The British National Formulary (BNF), a reference book for all medicines used in the UK’s National Health System (NHS), was first published in 1949 as a collection of adaptable recipes for making up remedies. With the rise of the pharmaceutical industry, the availability of pre-packaged, manufactured medicines, and their accompanying regulation, the BNF is now a repository of drug functions, uses and interactions with bodily systems. It is currently a vital part of prescribing practices in the UK, with 4 out of 5 prescribers preferring it to other sources.
The BNF is moving towards digital access within the context of a paperless NHS, while the current use is a hybrid of paper and digital. In order to research the problem and understand how the book is used, I undertook a strategically flexible and targeted combination of methods, often called rapid research. My paper is part of the book Techno-Anthropology in Health Informatics.
Interviews and observations in practice is where anthropology really comes into its own, observing what people actually do, not just what they say they do. Contrasting the practices in two hospitals situated BNF use within everyday workflows in order to illuminate the hidden assumptions and the way that people conceptualize their actions through the material world around them.
The formulary draws together multiple disciplines, clinical settings and medical professionals such as pharmacists, prescribing nurses, consultants and general practitioners, in order to prescribe and deliver medicines safely. As a book and material object, the BNF provides one way of mediating the relationship between medicines, clinicians and patients. Patients and clinicians have their own agendas and motivations which may or may not align and both are brought together with and by medicines which are curative, but also potentially harmful if inappropriately used.

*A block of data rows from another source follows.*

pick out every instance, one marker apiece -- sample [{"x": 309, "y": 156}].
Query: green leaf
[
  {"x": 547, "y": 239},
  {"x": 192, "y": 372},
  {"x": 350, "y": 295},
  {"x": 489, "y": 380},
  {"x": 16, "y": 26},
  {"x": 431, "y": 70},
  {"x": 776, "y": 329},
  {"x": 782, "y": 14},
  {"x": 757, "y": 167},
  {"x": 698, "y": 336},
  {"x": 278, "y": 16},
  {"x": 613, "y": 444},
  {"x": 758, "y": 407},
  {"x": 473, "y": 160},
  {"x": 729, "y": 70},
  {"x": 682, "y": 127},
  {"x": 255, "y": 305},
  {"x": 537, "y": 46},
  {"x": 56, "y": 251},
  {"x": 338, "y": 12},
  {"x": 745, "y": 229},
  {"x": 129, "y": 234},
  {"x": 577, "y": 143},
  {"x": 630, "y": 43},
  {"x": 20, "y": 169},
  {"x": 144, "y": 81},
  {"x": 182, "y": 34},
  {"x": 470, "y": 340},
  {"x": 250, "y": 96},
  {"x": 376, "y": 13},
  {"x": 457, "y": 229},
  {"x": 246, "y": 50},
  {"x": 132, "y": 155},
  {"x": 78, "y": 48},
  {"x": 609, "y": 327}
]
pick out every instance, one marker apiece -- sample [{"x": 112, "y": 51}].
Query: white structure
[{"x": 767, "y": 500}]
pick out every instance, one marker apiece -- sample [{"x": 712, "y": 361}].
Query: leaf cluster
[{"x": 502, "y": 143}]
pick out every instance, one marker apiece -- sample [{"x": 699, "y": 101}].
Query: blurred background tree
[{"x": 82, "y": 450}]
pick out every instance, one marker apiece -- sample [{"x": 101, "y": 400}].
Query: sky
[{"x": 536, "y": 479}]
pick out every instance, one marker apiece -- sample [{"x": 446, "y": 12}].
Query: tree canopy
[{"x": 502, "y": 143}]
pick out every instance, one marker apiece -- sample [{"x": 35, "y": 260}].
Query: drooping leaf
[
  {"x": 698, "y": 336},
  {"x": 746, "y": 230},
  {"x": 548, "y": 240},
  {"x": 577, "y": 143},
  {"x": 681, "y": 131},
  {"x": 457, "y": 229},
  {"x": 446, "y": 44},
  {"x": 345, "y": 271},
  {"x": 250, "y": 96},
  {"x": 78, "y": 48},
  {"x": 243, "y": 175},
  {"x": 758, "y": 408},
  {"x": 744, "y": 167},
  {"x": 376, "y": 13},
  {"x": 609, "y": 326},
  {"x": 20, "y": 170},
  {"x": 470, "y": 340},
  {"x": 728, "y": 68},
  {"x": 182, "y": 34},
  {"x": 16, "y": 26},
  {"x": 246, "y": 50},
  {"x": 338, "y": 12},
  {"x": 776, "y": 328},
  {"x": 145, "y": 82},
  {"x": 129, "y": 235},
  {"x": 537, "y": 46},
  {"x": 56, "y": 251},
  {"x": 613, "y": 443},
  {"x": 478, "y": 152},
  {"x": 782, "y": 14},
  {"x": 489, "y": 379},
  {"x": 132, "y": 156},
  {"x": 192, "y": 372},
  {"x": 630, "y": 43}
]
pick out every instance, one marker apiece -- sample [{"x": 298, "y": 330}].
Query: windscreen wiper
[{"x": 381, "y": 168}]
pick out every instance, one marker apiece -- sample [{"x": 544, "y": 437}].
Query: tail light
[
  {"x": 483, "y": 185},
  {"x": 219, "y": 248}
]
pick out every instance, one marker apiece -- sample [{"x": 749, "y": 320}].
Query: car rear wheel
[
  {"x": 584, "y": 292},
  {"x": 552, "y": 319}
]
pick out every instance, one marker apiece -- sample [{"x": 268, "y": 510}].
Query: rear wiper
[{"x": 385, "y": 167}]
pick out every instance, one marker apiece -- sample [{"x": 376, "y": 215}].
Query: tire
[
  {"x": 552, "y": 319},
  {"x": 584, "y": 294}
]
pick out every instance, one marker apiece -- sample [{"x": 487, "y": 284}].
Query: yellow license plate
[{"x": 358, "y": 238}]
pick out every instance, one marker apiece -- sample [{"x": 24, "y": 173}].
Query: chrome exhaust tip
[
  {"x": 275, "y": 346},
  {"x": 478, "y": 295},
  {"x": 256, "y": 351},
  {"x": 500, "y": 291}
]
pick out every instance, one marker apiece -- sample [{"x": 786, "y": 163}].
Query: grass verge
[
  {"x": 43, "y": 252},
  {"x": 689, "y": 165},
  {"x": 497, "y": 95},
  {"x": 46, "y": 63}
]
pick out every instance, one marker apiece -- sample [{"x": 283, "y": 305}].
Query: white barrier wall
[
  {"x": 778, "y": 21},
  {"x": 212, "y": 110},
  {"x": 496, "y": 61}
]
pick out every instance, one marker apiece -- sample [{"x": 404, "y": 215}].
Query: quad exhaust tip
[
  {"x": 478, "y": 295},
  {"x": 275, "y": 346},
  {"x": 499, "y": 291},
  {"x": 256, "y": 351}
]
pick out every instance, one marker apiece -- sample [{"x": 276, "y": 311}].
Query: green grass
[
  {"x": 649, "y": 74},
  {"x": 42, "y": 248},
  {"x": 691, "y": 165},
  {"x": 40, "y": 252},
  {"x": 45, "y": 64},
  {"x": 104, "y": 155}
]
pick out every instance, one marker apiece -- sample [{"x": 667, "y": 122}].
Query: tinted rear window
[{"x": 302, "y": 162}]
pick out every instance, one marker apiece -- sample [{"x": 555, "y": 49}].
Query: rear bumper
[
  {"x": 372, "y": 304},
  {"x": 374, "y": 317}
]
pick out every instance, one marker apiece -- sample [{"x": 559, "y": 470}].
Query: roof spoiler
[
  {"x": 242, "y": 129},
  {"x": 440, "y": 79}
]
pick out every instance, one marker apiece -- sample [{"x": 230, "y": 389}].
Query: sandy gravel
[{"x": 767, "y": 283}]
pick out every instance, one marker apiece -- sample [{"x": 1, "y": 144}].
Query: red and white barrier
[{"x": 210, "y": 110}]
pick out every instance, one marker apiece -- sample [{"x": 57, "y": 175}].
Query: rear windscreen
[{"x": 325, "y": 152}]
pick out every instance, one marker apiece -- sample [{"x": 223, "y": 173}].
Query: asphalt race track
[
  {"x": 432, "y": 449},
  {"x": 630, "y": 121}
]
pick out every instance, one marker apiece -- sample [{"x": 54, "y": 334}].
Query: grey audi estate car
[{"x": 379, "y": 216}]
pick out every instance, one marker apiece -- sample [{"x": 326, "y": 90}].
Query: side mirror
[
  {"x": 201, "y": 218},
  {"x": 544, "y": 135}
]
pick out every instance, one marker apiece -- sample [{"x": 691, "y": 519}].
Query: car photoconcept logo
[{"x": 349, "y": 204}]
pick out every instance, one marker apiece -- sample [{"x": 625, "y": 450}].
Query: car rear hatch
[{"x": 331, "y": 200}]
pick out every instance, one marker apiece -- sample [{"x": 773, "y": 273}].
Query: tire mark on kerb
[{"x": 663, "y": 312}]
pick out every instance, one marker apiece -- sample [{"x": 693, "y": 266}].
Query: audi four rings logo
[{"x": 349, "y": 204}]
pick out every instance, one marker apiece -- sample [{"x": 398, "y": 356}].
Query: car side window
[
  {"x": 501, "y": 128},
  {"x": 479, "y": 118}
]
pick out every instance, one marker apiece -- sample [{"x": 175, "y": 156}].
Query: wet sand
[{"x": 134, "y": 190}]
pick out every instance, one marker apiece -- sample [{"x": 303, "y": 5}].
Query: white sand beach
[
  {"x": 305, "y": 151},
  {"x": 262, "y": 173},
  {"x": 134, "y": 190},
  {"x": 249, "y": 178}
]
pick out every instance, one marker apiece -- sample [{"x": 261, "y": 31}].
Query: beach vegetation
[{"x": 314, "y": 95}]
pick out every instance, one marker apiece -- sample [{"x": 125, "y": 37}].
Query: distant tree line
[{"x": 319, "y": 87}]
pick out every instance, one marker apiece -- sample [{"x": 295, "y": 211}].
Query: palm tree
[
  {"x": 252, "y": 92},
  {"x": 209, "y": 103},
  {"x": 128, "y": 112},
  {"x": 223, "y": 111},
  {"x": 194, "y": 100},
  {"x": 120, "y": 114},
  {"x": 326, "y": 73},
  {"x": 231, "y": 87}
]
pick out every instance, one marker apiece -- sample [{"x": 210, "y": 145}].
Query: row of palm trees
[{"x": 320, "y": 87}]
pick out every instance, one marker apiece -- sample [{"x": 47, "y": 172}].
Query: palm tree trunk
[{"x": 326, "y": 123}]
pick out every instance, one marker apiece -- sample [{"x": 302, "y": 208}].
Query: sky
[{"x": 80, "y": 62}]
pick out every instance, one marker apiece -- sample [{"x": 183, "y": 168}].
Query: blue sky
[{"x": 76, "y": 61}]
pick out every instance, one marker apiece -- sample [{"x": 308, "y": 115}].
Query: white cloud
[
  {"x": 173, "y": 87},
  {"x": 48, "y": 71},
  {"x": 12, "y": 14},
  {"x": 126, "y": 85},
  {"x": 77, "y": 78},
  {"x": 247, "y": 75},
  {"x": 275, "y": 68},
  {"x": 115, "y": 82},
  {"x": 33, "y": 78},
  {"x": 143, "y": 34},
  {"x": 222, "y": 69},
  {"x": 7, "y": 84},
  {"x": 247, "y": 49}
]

Rather than paper and digital in binary opposition, the practice of consulting the BNF and dispensing medicines involves what respondents describe as best use of both. Respondents work seamlessly between digital and paper systems in multiple forms: books, charts, posters, notes, sheets, producing an environment of safety. There is no reason to unduly privilege online over offline use and there is no retained authenticity contained within books, paper or off-line worlds.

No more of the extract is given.